You know what could make space exciting again? Like, in the short term? If the moon, that thing right over our heads, that we can actually reach, was more than just a big, dead rock. The fantasies of moon men are long dead, but it seems there's enough up there that we shouldn't dismiss the moon as a destination of fantasy, just yet. It turns out, there's way more water on the moon than scientists previously thought -- enough that it could constitute a fantastic resource for rocket fuel. (The form it comes in isn't so great for drinking, though.)
"Reservoir" does not mean a source of readily tapped liquid, the researchers caution. The evidence shows up as hydroxyl – a single oxygen and hydrogen atom representing two-thirds of a standard water molecule. Hydroxyl and water molecules are captured in tiny deposits of glass in rock and soil grains. The glass forms from heat generated when micrometeoroids slam into the surface and fuse soil grains into tiny clumps.
There are a crazy number of ways water can form on the surface of an airless rock like the moon. Like, enough ways that I'm far less surprised now that life exists anywhere in the universe than I would otherwise have been.

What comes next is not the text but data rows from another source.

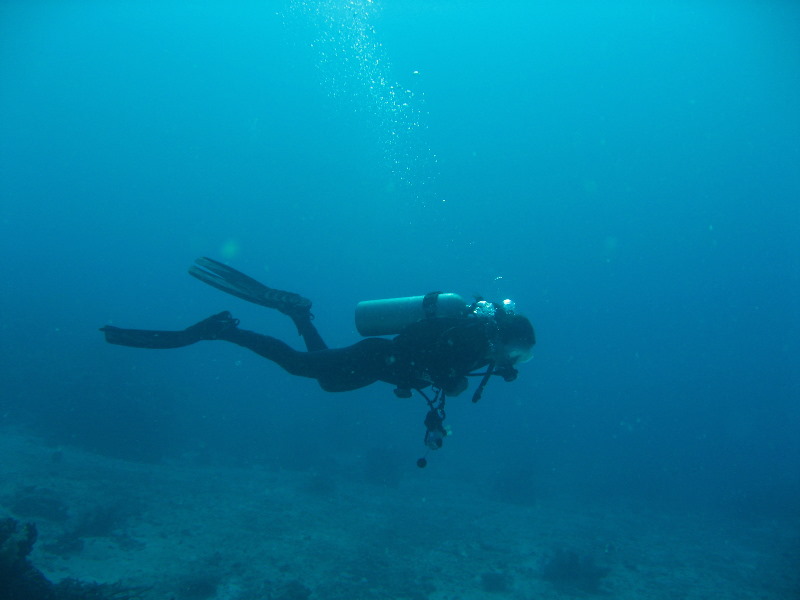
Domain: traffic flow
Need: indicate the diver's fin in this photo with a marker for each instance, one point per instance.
(143, 338)
(238, 284)
(210, 328)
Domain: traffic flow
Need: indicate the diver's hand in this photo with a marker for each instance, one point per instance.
(508, 373)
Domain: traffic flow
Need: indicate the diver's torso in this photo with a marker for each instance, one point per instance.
(439, 352)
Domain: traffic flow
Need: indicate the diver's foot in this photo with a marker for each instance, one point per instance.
(290, 304)
(214, 326)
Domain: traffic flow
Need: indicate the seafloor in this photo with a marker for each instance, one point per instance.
(192, 532)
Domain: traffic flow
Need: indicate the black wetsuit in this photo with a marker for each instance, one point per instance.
(435, 351)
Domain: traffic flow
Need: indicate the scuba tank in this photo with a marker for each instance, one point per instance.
(390, 316)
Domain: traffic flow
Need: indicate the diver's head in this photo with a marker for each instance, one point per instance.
(515, 339)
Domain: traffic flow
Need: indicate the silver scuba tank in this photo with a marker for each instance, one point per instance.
(390, 316)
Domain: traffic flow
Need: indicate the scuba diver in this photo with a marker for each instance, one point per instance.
(440, 340)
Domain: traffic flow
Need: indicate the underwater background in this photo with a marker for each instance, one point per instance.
(627, 172)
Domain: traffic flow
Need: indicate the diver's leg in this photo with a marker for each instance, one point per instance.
(336, 370)
(235, 282)
(207, 329)
(303, 321)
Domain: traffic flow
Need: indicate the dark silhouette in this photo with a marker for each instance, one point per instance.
(439, 341)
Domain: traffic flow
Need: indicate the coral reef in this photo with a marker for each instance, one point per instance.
(20, 580)
(573, 572)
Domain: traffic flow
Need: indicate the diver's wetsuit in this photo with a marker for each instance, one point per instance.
(435, 351)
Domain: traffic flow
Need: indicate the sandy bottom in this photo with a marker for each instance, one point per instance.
(198, 532)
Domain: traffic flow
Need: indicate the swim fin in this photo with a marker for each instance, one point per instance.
(238, 284)
(207, 329)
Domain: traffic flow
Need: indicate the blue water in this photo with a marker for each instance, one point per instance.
(627, 172)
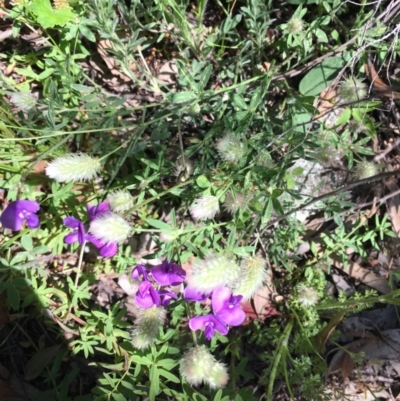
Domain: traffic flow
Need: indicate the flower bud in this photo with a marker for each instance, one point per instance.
(120, 201)
(251, 277)
(212, 272)
(73, 167)
(23, 100)
(146, 328)
(366, 169)
(307, 296)
(109, 227)
(295, 26)
(230, 149)
(235, 201)
(60, 4)
(205, 207)
(198, 366)
(352, 89)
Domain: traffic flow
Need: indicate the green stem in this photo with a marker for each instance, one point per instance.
(278, 355)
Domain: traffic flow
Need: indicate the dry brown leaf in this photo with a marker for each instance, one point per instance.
(326, 101)
(322, 337)
(366, 276)
(112, 64)
(393, 206)
(168, 72)
(385, 346)
(380, 87)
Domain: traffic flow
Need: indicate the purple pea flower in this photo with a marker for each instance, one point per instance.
(210, 323)
(192, 295)
(95, 211)
(226, 306)
(167, 297)
(147, 296)
(78, 234)
(17, 212)
(106, 249)
(138, 271)
(168, 273)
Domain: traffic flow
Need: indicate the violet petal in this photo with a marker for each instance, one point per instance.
(192, 295)
(168, 273)
(147, 296)
(220, 298)
(234, 316)
(109, 250)
(32, 220)
(71, 238)
(167, 297)
(210, 323)
(16, 212)
(71, 222)
(94, 211)
(138, 271)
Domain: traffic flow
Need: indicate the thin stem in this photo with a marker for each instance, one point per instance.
(278, 355)
(188, 316)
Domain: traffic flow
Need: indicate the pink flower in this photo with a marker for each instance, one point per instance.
(226, 306)
(147, 296)
(210, 324)
(168, 273)
(17, 212)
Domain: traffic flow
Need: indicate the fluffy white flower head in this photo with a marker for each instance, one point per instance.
(146, 328)
(307, 296)
(23, 100)
(198, 366)
(205, 207)
(353, 89)
(73, 168)
(295, 25)
(120, 201)
(251, 277)
(230, 149)
(212, 272)
(110, 227)
(235, 201)
(366, 169)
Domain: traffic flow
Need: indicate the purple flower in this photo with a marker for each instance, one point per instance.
(192, 295)
(210, 323)
(147, 296)
(78, 234)
(17, 212)
(167, 297)
(168, 273)
(138, 271)
(226, 306)
(106, 249)
(95, 211)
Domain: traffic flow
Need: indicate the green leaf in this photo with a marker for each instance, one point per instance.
(155, 383)
(142, 360)
(27, 242)
(39, 361)
(344, 118)
(159, 224)
(13, 297)
(48, 17)
(87, 33)
(316, 80)
(202, 181)
(169, 376)
(239, 102)
(118, 397)
(183, 97)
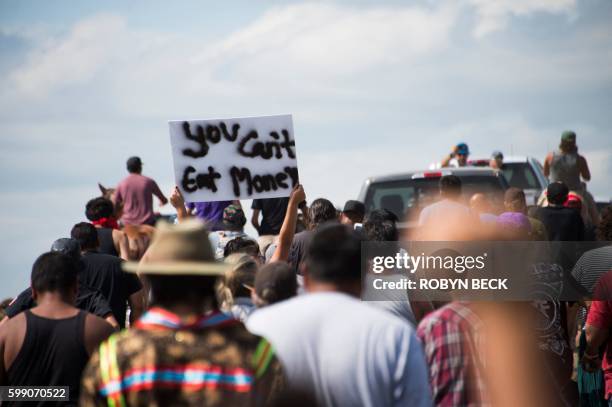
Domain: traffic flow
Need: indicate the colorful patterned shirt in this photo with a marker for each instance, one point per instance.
(212, 361)
(452, 342)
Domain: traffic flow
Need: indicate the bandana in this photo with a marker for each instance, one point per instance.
(106, 223)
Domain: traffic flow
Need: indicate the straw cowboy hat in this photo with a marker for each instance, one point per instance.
(182, 249)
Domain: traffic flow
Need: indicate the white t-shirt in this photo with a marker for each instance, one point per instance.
(345, 352)
(444, 210)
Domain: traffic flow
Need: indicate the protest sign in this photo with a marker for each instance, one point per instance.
(239, 158)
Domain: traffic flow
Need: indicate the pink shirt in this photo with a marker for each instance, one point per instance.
(136, 193)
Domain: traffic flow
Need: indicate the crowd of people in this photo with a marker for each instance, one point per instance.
(127, 311)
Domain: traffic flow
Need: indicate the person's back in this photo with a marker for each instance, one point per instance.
(215, 362)
(332, 345)
(183, 351)
(564, 168)
(136, 193)
(345, 351)
(566, 165)
(562, 224)
(450, 334)
(103, 272)
(107, 243)
(50, 344)
(51, 351)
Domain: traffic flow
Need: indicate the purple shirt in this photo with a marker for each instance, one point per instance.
(136, 193)
(211, 212)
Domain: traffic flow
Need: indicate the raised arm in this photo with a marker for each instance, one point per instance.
(178, 202)
(547, 161)
(285, 237)
(255, 219)
(159, 194)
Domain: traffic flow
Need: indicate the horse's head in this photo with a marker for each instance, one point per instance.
(109, 193)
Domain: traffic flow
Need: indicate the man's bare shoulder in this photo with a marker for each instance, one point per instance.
(12, 324)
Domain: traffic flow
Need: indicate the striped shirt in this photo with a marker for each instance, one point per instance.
(166, 360)
(587, 271)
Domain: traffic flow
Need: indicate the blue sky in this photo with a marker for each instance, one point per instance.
(373, 87)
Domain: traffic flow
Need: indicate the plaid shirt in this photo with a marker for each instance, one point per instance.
(212, 361)
(452, 344)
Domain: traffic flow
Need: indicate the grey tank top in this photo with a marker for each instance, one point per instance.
(564, 168)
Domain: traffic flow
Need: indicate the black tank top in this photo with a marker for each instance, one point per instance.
(53, 354)
(107, 245)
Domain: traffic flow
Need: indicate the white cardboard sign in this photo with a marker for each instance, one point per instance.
(239, 158)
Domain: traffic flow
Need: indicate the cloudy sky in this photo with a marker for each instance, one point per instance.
(373, 88)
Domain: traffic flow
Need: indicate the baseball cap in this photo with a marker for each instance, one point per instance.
(67, 246)
(233, 215)
(463, 149)
(354, 206)
(497, 154)
(568, 136)
(134, 162)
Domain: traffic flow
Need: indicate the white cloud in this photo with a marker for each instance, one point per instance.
(494, 15)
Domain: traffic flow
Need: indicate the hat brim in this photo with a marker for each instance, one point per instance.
(177, 268)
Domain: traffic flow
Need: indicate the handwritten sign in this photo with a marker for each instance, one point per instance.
(240, 158)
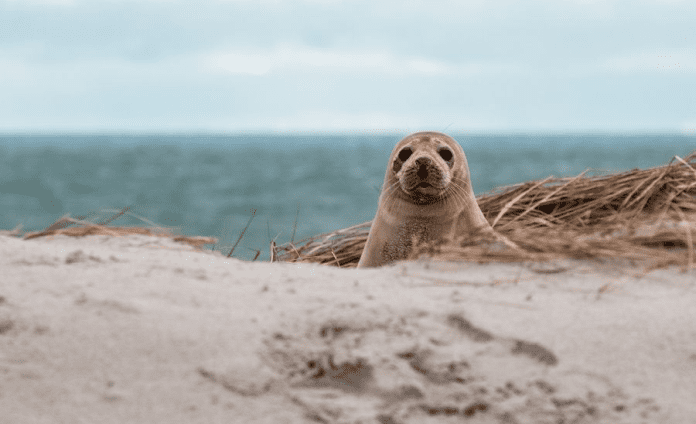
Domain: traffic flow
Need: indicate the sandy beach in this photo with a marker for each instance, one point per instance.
(147, 330)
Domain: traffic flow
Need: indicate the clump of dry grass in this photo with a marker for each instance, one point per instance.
(647, 215)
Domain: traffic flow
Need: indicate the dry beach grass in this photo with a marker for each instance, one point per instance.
(643, 214)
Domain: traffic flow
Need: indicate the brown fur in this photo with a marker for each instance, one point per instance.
(426, 196)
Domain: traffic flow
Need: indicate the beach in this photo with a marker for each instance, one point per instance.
(145, 329)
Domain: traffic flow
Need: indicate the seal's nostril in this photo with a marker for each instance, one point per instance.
(422, 171)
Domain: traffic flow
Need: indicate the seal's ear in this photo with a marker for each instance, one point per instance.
(401, 157)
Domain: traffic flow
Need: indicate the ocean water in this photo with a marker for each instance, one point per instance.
(294, 186)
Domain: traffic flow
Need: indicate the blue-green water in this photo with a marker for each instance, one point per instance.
(209, 185)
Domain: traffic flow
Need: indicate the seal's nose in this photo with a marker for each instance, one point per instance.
(423, 164)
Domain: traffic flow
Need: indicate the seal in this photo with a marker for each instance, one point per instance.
(426, 196)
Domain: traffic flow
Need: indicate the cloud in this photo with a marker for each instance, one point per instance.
(665, 60)
(304, 59)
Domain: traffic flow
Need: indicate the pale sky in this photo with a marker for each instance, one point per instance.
(347, 65)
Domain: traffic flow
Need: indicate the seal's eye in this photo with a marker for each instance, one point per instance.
(405, 153)
(445, 153)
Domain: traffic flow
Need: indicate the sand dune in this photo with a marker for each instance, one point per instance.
(146, 330)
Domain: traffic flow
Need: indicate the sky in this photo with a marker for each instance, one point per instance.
(365, 66)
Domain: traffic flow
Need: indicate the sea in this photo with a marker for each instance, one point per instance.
(279, 187)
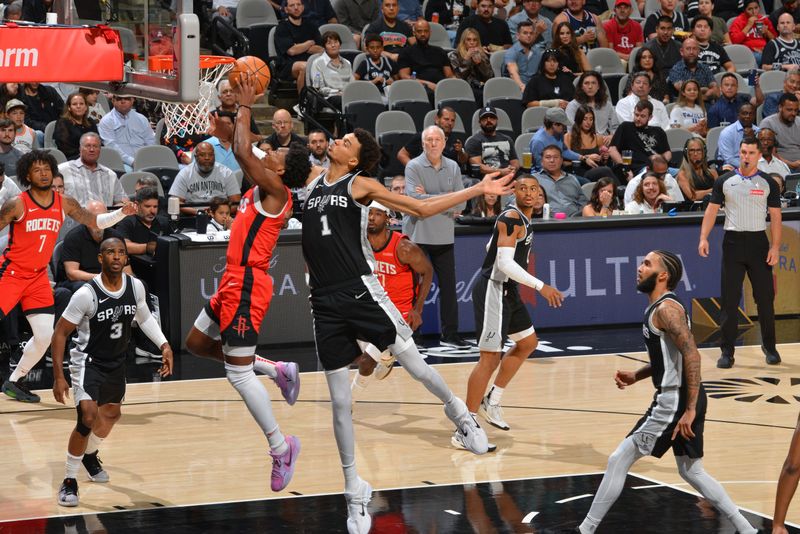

Some of the water could have come as ice from comets colliding with the moon. A second source: in effect, the sun, whose endless stream of "solar wind" protons strike the moon's sunlit hemisphere. Bind a pair of those protons to an oxygen atom, readily available in the minerals that make up the lunar soil, and you get a water molecule. Finally, water and hydroxyl molecules also are bound up in volcanic rock and soil that originated as water-bearing magma in the moon's interior.
If all it takes to have water on your large space-object is (a.) having some oxygen, (b.) being pretty close to a star, and (c.) being at the right band of temperature that the water stays water, I think we might have a pretty good chance, as a species, to find somewhere to migrate when we finally wreck this planet completely.